Bandimere Speedway in Morrison was known as “Thunder Mountain” on the NHRA pro circuit. It was the kind of place where families brought lawn chairs on Friday nights and top fuel cars shook the foothills on race weekends. Development swallowed the land around it, and in 2023, the Bandimere family locked up rather than fight a losing war with encroaching subdivisions.

But they didn’t sell. They didn’t walk away. They went looking for dirt.

John Bandimere Jr., son of the man who founded the track, announced in 2025 that the family had purchased land in Weld County, right next to Interstate 76, northeast of Denver. Hudson is a small town, roughly 10 miles farther from the city center than Morrison, and that distance is the entire point. Out there, the neighbors are fewer and the lots are bigger.

The unanimous council vote covers annexation and zoning, the legal groundwork that allows the land to be used as a motorsports facility. No construction timeline has been announced, and anyone who’s watched a racetrack get built from scratch knows the gap between a zoning approval and a functioning quarter-mile can stretch for years. Permits, grading, concrete, timing systems, grandstands, drainage — none of it is cheap and none of it is fast.

Still, the Bandimere family has something most shuttered tracks never get: a second act written by the same people who wrote the first one.

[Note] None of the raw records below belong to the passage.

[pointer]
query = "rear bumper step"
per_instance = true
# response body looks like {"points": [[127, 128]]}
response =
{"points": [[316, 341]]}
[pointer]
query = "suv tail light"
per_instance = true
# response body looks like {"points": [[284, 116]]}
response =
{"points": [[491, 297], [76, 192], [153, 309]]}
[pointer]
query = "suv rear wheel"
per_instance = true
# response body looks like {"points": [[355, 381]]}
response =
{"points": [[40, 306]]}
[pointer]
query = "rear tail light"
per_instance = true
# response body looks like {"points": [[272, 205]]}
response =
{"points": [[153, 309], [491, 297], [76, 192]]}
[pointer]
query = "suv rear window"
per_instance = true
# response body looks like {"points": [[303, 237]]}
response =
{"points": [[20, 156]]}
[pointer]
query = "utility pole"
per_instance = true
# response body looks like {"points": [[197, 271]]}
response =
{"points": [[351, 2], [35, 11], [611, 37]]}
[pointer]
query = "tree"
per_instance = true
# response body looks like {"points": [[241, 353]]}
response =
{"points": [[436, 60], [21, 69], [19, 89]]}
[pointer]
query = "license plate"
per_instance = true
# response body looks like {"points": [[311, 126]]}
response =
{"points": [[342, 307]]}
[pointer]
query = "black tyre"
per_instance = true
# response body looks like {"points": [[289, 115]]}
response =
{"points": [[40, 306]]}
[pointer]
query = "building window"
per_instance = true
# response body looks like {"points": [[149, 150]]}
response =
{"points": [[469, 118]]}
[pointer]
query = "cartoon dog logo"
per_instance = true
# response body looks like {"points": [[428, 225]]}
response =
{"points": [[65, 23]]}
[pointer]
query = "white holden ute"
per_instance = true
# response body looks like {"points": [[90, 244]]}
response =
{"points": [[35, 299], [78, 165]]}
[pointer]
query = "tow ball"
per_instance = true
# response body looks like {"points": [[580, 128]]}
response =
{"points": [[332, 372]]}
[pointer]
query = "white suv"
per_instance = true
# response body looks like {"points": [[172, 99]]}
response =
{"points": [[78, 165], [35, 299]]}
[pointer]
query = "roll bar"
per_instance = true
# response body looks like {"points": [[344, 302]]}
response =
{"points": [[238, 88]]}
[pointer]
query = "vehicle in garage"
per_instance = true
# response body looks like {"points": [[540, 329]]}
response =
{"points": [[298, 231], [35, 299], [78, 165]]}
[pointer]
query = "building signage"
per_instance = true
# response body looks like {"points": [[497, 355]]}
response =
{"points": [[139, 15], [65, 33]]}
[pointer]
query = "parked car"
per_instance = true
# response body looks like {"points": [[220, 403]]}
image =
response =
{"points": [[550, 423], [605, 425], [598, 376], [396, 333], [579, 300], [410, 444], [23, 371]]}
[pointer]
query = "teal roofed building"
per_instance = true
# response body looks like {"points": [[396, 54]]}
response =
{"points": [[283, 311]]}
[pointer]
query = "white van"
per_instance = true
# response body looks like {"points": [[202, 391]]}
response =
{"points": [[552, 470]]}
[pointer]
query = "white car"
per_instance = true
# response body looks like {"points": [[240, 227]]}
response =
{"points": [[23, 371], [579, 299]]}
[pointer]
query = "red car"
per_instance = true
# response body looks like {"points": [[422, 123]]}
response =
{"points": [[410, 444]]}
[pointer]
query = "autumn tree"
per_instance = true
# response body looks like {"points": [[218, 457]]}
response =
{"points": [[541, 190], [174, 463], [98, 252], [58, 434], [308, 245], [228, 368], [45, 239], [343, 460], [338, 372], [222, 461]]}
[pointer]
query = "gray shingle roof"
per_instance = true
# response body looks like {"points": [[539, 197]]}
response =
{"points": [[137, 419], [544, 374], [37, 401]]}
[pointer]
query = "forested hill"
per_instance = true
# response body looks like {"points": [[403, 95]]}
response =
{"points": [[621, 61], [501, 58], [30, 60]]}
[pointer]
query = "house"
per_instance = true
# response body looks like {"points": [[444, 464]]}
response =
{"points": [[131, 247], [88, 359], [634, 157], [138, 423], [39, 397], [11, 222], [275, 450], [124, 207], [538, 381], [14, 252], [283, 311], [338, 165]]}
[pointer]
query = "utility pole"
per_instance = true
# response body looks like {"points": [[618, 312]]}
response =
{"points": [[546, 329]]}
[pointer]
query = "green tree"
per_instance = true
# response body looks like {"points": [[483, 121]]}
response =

The new site sits at roughly 5,000 feet above sea level, which means the thin-air performance challenges that defined racing at Morrison will follow the operation to its new home. Naturally aspirated cars always struggled there. Turbo and supercharged setups had to be retuned. That quirk became part of Bandimere’s identity, and it stays intact.

The broader pattern in American motorsports has been grim for decades. Tracks close because land values spike, because neighbors complain about noise, because the economics of running a facility that hosts events 30 weekends a year can’t compete with a developer offering eight figures for the acreage. The list of casualties is long — Great Lakes Dragaway, Seattle International Raceway, Old Bridge Township Raceway Park — and most of them never come back.

Lately, though, a few counterexamples have emerged. Willow Springs Raceway in California’s high desert found new ownership with revival plans. Virginia International Raceway locked down its long-term future. And now Bandimere is grinding through the municipal process to plant a flag somewhere new.

What separates Bandimere from the tracks that simply vanish is stubbornness. The family could have taken a developer’s check for the Morrison property and retired comfortably. Instead they bought raw land in a plains town and started the whole process over — council meetings, zoning hearings, all of it.

No Christmas tree is lit yet. No concrete has been poured. But the hardest part of building a racetrack has never been the construction. It’s convincing a municipality to let you do it in the first place. That fight, at least, is over. The Bandimere family got a unanimous yes from a town that apparently wants them there, which is more than Morrison could say in the end.